Na ons wilde avontuur aan de steiger in Stavoren volgde een intensief rustmoment in de binnenhaven. Daar hebben we voldoende energie opgedaan om onze tocht door Friesland te vervolgen. Op naar Sneek. Daarna gaan we verder naar Grouw.

Voor ons kent de vaarroute Stavoren – Sneek nauwelijks geheimen meer. Ook Sneek zelf hebben we de afgelopen jaren aardig leren kennen. Zeker na ons maandenlange verblijf in een tijdelijke woning op loopafstand van de Waterpoort.
Door de sluis bij Terhorne
Nieuw is het traject dat nu voor ons ligt. Meer dan dertig jaar geleden zijn we hier weleens geweest, maar met onze huidige boot zijn we nog nooit door de sluis bij Terhorne gevaren.

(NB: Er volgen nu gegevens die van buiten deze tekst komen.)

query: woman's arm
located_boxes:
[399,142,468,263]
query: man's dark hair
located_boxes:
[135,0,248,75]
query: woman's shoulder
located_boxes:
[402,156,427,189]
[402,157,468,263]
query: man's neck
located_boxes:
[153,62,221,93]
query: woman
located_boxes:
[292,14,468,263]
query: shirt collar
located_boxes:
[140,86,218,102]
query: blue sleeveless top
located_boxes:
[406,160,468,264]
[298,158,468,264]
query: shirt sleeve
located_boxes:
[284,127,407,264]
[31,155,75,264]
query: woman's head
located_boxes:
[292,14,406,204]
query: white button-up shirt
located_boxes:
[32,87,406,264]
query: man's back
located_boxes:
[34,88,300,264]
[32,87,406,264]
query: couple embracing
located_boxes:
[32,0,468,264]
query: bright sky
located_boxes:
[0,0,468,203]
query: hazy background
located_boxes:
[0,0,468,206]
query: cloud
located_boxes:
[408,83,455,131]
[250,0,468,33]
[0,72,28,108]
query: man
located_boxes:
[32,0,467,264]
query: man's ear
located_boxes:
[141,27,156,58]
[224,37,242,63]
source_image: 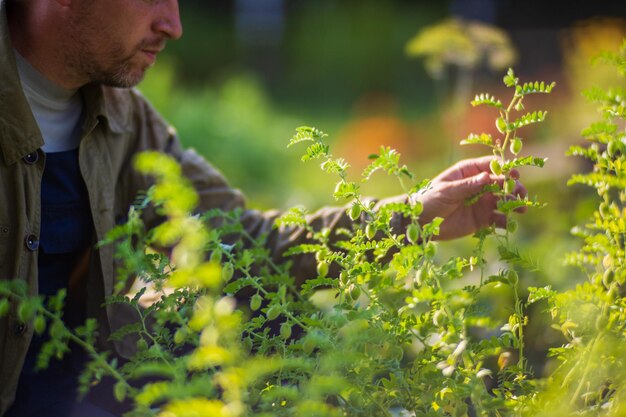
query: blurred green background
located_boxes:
[139,0,626,372]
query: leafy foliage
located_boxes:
[0,43,626,417]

Ook van het verdere stuk over het Prinses Margrietkanaal naar Grouw staat ons weinig meer bij.
Op de motor door Friesland
Als we dan toch op de motor moeten varen, dan maar over de binnenwateren, zeggen we herhaaldelijk tegen elkaar. In de afgelopen jaren hebben we vaak lange tochten langs de Portugese, Spaanse en Franse kust gemaakt. Van lekker vlak water was in de meeste gevallen geen sprake. Dat is nu wel anders.

Hoe lekker is het dan om hier te varen. Er valt voldoende te zien, we kunnen op z’n tijd een versnapering nemen en over de koers hoeven we ons geen zorgen te maken; gewoon recht zo die gaat.
Ondiep of teveel diepgang
Bij Grouw verlaten we het PM-kanaal en we vinden een plekje aan de gemeentelijke steiger, denken we. Al snel blijkt dat het water bij de steiger niet diep genoeg is. Of onze diepgang van 1,80 meter is niet bedoeld om hier aan te leggen, dat kan natuurlijk ook. Geen probleem, want de bodem bestaat hier uit zachte modder en we kunnen vastknopen langszij het zeiljacht van een bevriend echtpaar.

Grouw kennen we nauwelijks, dus gaan we op verkenning. Ook willen we twee nieuwe, zwarte stootwillen bemachtigen. Dat moet hier wel lukken, want bijna alles in dit Friese dorp ademt watersport.
Zo komen we een uur later weer terug met de nodige aanvulling op onze scheepsvoorraad – het bier was in de aanbieding bij de plaatselijke supermarkt – en met twee nieuwe, glanzende fenders. En met een aantal indrukken van Grouw, een Friese plaats die een bezoek zeker waard is.



Opmerking
Menig lezer zal het opvallen dat we ‘Grouw’ schrijven en niet ‘Grou’, zoals de Friezen doen. Of ‘Terhorne’ in plaats van ‘Terherne’. Soms leidt dat tot boeiende discussies, maar we hechten er aan om de Nederlandse schrijfwijze te hanteren. Zoals Cees altijd zegt: ”We schrijven toch ook niet Paris, London of Berlin”. Mee eens?